Лайла, казалось, была совершенно спокойна и забыла о недобрых предчувствиях. Она включила радио, поймала симфоническую программу в УКВ-диапазоне и слушала с очевидным удовольствием. Сэм застал ее за этим занятием после одного из своих выходов в торговый зал.
— «Концерт для оркестра» Бартока, кажется? — сказал он.
Она подняла голову и улыбнулась.
— Да. Ты хорошо знаешь музыку. Никогда бы этого о тебе не подумала.
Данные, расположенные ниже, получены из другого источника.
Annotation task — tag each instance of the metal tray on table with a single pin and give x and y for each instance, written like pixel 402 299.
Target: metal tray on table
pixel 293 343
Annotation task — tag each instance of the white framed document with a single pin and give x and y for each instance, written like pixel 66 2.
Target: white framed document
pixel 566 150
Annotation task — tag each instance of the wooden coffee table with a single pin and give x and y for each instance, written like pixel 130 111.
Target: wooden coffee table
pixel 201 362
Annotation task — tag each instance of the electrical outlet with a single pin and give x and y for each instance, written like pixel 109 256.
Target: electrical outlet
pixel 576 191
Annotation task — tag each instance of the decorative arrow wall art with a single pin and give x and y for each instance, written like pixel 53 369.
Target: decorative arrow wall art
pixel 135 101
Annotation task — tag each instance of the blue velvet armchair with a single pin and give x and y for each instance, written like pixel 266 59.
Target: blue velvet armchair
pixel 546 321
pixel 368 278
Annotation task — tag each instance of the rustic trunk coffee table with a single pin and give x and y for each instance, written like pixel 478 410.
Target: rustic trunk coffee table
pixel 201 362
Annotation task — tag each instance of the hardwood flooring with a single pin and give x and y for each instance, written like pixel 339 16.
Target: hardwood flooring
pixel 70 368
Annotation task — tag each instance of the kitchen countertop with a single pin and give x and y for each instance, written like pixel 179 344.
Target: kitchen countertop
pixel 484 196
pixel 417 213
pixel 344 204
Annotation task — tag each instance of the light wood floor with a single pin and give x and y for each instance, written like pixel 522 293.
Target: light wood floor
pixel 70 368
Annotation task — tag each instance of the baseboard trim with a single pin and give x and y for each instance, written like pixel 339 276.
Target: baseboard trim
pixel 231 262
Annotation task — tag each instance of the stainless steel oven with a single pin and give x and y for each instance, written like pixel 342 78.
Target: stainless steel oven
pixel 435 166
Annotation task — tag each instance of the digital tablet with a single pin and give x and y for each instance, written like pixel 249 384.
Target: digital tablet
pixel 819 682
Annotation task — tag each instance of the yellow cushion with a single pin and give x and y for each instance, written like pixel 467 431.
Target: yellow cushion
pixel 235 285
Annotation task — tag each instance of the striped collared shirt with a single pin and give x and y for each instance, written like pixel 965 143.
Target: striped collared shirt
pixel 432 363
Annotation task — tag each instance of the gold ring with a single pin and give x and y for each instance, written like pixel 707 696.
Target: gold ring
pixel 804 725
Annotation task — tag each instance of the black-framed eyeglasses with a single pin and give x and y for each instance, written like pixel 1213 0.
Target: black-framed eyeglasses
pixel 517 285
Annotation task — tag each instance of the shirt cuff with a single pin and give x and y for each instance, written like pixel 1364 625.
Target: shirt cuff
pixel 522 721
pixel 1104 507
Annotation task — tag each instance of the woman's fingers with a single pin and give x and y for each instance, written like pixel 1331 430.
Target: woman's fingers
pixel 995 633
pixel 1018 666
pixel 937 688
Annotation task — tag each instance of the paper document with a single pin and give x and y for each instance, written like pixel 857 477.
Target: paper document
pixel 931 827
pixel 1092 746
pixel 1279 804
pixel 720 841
— А что в этом странного? Мы ведь живем в эпоху стереопроигрывателей и прочих чудес звуковоспроизведения. Если человек живет в маленьком городе, это вовсе не значит, что ему не может нравиться музыка, книги, искусство. К тому же, за прилавком часто выдаются свободные минутки.
Она потеребила воротничок блузки.
— Наверное, я не так выразилась. Странно не то, что тебя интересуют такие вещи, а то, что при этом ты держишь скобяной магазин. Одно как-то не соответствует другому.
— Не вижу ничего плохого в скобяном товаре.
— Я не это имела в виду. Просто такая торговля кажется мне, ну… прозой жизни, что ли.
Сэм сел за стол. Потом вдруг наклонился и поднял с пола какой-то предмет. Что-то миниатюрное, заостренное и блестящее.
— Проза, — повторил он. — Возможно. А может быть, это зависит от того, с какой стороны посмотреть. Вот, к примеру: что я сейчас держу в руке?
— Гвоздь?
— Правильно. Обычный гвоздь. Я продаю их на фунты. Сотни фунтов в год. Отец тоже их продавал. Думаю, с тех пор, как открылся магазин, тут было продано тонн десять гвоздей. Всех мыслимых длин и диаметров, но самых обыкновенных гвоздей. Однако ни в одном из них нет ничего прозаического. По крайней мере, если вдуматься.
— Потому что каждый такой гвоздь имеет свое предназначение. Знаешь что? Может быть, добрая половина домов в Фейрвейле держится на гвоздях, купленных здесь. Наверное, это немного глупо, но иногда, когда я иду по улице и смотрю на дома, мне становится приятно, что я помогал строить их. Инструментами, которые я продал, обтесывали и шлифовали доски. Я поставляю краску, которой их красили, и кисти, которыми её наносили, и двери, и ставни, и оконные стекла… — он умолк, смущенно улыбаясь. — Что-то я разошелся не в меру. Но в основном-то я прав — в самом главном. Все, что я продаю, нужно людям, потому что служит реальному делу — удовлетворяет потребности, которые составляют часть настоящей, не выдуманной кем-то жизни. Даже один единственный гвоздь — вроде этого — служит вполне определенной цели. Если вбить его в правильно выбранное место, можно не сомневаться, что он будет выполнять свою функцию лет сто, если не больше. Мы с тобой умрем, а гвоздь останется.